Aragón tiene siempre el color del otoño. El comercio aquí rotula aún con pintura, sin neón, y todo el mundo se saluda.
Calatayud es un lugar en mitad del camino, pero de un camino que se perdió hace tiempo, bajo la velocidad de los nuevos tiempos: la llegada de la autovía hundió su economía, que el AVE no ha podido levantar. Es un pueblo ubicado en esa época en que la vida transcurría más despacio. Por eso aquí las gentes no te indican la dirección, te acompañan al destino.
Como ocurre en tantas ciudades españolas, su centro histórico se halla bastante deteriorado y acoge una curiosa mezcla de población autóctona envejecida y sangre joven de la inmigración. Descampados de una población que fue una villa de cinco castillos, adornada de arte mudéjar, un pueblo cubista de paredes convergentes.
Balanceándome sobre una mecedora decimonónica en el Mesón de La Dolores, evoco e imagino esa alternancia de luces y sombras que han mutado la Bilbilis romana en ciudad de alcurnia, fuente de literatura, lugar de paso y de comercio y origen de misiones en América.
Aquí vivió y enseñó Baltasar Gracián, el talento conceptista que cierra la época dorada de nuestras letras, y que ahora da nombre a una excelente colección de vinos con denominación de origen.
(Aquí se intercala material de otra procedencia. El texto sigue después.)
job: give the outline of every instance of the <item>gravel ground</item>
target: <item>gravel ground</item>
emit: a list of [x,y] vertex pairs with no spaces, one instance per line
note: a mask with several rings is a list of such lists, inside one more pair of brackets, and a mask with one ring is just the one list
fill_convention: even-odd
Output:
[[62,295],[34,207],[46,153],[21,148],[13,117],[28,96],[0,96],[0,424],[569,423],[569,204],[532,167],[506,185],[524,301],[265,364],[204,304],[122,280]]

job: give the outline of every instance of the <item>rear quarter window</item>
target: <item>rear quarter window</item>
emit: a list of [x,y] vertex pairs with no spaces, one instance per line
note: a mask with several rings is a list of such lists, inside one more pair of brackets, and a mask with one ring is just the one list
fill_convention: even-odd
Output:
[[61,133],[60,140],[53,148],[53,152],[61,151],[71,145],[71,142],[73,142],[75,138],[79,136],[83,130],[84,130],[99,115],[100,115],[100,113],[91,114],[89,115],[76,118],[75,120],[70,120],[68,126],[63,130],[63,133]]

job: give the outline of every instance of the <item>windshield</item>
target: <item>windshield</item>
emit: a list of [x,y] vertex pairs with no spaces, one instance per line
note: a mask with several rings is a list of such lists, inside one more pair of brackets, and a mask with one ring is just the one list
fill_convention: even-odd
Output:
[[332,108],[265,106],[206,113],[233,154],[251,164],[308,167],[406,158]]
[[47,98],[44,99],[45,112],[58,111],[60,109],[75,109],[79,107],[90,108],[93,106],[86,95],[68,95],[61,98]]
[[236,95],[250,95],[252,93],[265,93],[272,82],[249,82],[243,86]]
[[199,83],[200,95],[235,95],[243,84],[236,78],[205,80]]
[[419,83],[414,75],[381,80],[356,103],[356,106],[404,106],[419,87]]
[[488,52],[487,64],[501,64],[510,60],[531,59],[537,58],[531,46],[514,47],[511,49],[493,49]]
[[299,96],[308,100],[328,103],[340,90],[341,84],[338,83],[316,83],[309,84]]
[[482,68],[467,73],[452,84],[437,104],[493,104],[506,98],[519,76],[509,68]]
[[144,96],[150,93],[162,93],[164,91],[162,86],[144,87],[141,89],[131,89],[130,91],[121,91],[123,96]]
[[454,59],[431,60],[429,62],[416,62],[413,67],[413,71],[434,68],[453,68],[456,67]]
Otro vino muy recomendable es el Fabla, de la cooperativa del Jalón, en Maluenda, un garnacha delicioso a un precio asequible.
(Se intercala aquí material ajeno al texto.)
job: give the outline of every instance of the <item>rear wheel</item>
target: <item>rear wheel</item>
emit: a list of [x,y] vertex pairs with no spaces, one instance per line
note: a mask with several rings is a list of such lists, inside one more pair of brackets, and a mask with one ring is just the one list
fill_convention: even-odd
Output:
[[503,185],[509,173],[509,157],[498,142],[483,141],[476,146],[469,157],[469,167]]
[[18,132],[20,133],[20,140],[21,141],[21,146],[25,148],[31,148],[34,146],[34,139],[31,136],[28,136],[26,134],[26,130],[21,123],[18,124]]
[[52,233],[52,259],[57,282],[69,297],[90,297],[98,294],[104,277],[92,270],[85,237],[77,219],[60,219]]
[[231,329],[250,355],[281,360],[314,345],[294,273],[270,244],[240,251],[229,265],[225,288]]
El Monasterio de Piedra es un templo de agua y verde, un paraíso donde los sarracenos fundaron un castillo, los cirtescienses un monasterio, y hoy se ha convertido en un parque de atracciones natural, más auténtico que la mole fantasma que en la capital aragonesa se hizo en nombre del agua. Allí se hizo chocolate por primera vez en la Península; allí la iglesia mira al cielo.
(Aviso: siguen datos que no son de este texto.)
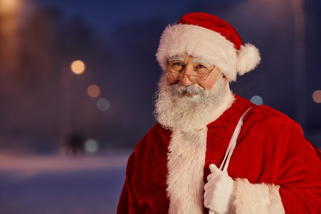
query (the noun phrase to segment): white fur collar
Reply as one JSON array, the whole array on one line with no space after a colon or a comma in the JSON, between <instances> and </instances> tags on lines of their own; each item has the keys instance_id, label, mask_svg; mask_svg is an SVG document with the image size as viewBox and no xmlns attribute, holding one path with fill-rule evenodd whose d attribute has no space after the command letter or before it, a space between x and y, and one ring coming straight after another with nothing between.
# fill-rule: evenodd
<instances>
[{"instance_id":1,"label":"white fur collar","mask_svg":"<svg viewBox=\"0 0 321 214\"><path fill-rule=\"evenodd\" d=\"M207 128L174 132L168 147L169 214L203 213Z\"/></svg>"}]
</instances>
Ir a Aragón es darse un homenaje, sentirse bien tratado y bien servido, tratar con personas que no hacen de su vida un teatro, que se te ofrecen de cara, con toda su autenticidad. Visitar Aragón es volver a la España que fuimos no hace tanto tiempo, y quizás reflejarse en la España que realmente somos cuando se nos caen las máscaras.